I am not advocating pure supply-side interventions though. The government should also focus on effective treatment and education programs aimed at addressing the harms and causes of drug misuse. Since there had been millions of identified drug users, then the rehabilitation of these people must continue and followed through to ensure they will not return to being addicts again. The Philippines can try what the other more progressive countries are doing to really curb the menace. Admittedly, since we are going to do this intervention only now when there are already too many addicts, this program will surely be very expensive and could drain the nation coffers substantially. But in time however, this might just prove to be a more sustainable and defensible course of action – if this is what this administration has set its targets on.
But we must learn to live with the reality of drugs and drug use and find solutions based on common sense and sound economic principles. To aim for the total eradication of drugs and the resulting crime that it causes is virtually an impossible objective. So long as there are men and so long as men interact with one another, there will always be crimes. Fighting crime or drugs is a never-ending activity. There could never an end in sight. There can only be a continuing police work. In this regard, the police must adopt an attainable objective of say an acceptable number of cases per thousand populace – not a zero crime rate by a certain target date.

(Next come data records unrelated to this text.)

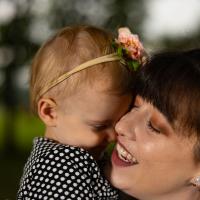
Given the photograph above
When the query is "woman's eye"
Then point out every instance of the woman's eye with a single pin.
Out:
(152, 128)
(134, 107)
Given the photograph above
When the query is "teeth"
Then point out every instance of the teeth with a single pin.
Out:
(124, 155)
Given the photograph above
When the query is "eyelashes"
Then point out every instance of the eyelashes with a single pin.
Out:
(152, 128)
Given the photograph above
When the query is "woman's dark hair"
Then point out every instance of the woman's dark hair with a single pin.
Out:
(171, 82)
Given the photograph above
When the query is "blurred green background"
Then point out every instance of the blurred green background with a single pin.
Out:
(26, 24)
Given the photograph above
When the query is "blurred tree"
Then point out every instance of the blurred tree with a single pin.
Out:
(14, 37)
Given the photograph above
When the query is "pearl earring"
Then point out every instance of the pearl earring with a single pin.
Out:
(196, 181)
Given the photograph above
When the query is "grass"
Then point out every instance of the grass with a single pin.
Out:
(25, 127)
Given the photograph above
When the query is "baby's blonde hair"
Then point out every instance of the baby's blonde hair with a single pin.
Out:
(70, 47)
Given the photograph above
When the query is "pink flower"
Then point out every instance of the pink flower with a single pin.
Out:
(131, 43)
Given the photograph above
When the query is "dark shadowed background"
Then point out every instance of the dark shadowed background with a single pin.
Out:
(26, 24)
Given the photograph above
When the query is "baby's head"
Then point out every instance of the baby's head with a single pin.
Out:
(171, 83)
(82, 109)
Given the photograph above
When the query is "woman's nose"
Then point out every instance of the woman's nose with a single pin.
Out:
(111, 135)
(124, 127)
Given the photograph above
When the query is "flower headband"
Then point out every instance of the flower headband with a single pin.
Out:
(129, 51)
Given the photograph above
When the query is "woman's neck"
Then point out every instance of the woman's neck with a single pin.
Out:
(188, 194)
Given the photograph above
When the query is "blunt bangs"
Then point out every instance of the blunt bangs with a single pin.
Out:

As they run after the big time drug lords, our police forces would need lots of help and support. Intelligence work must be sustained. Police operations must be well planned and coordinated. This time, I am pretty sure there won’t be any push back from the people anymore. The enemies are clearly identified and they will surely be not the ordinary petty poor folks. The enemies are ready so the police better watch out. They better train and prepare well – for their lives and in the service of the Filipino people.